In the end, it is the reality of personal relationships that saves everything."
~ Thomas Merton (1915-1968)
"There is no greater power than a community discovering what it cares about.
Ask What is possible? not Whats wrong?
~ Margaret Wheatley
in Turning to One Another
"The role of civil society is to create a culture of connection."
~ Offuh James Offuh (2016, Abidjan, Cote d'Ivoire, West Africa)
January 21, 2017 was a powerful burst of light from 459 cities around planet Earth.-- another big, visible step for humankind and our understanding of responsible, participatory existence together.
Pictures From Womens Marches on Every Continent
January 21, 2017.
The early 1990s marked part of the historic, less visible evolution when
former U.S. Assistant. Secretary of State, Dr.
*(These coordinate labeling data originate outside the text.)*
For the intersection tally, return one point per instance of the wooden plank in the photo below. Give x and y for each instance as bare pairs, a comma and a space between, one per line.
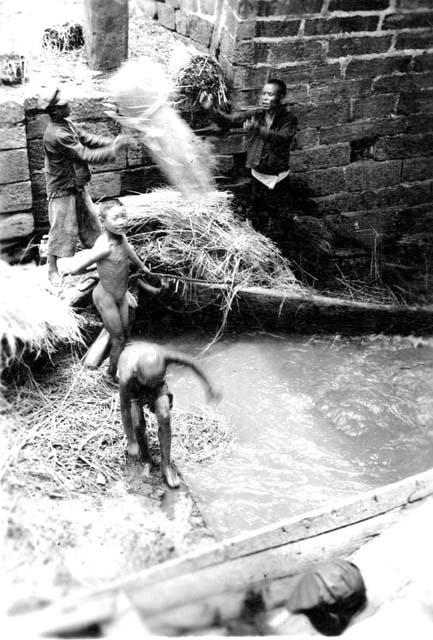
198, 584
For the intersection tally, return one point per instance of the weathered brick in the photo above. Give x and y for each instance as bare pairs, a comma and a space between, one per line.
339, 90
403, 146
141, 180
362, 129
423, 40
225, 164
378, 106
11, 113
418, 169
106, 184
307, 138
149, 8
416, 102
39, 185
246, 99
166, 15
359, 45
368, 174
422, 19
423, 62
324, 26
302, 50
227, 46
403, 82
358, 5
189, 5
288, 7
200, 30
296, 94
13, 137
320, 157
225, 145
15, 197
276, 28
36, 155
305, 72
207, 7
14, 166
325, 181
246, 52
36, 125
84, 109
248, 78
378, 66
183, 21
16, 225
419, 123
323, 115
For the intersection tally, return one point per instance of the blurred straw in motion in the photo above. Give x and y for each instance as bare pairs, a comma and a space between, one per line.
65, 433
141, 92
32, 318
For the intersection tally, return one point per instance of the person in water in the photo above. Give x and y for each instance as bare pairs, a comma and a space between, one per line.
113, 254
142, 370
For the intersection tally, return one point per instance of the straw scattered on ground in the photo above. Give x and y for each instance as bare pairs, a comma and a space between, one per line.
65, 433
32, 318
Harold Saunders (1930-2016)
assisted Beyond War and the Stanford Center on Conflict and Negotiation to
bring together in the California redwoods women and men citizen-leaders from
among Palestinians and Israelis, then Armenians and Azerbaijanis.
By 2006, humankind's Citizens' Century was identified by Hal and fastened in the literature:
POLITICS IS ABOUT RELATIONSHIPS: A Blueprint for the Citizens' Century
Harold H. Saunders
Palgrave Macmillan Januray 2006, 300 pages
Politics is not just about power, but about relationships among people.
Harold H. Saunders, director of international affairs at the Kettering Foundation, focuses on politics as a process of continuous interaction engaging significant clusters of citizens in and out of government and the relationships they form to solve public problems in whole bodies politic across permeable borders, within or between countries.
Saunders is the architect of Sustained Dialogue, a public peace process designed to change relationships among those in deep-rooted human conflicts.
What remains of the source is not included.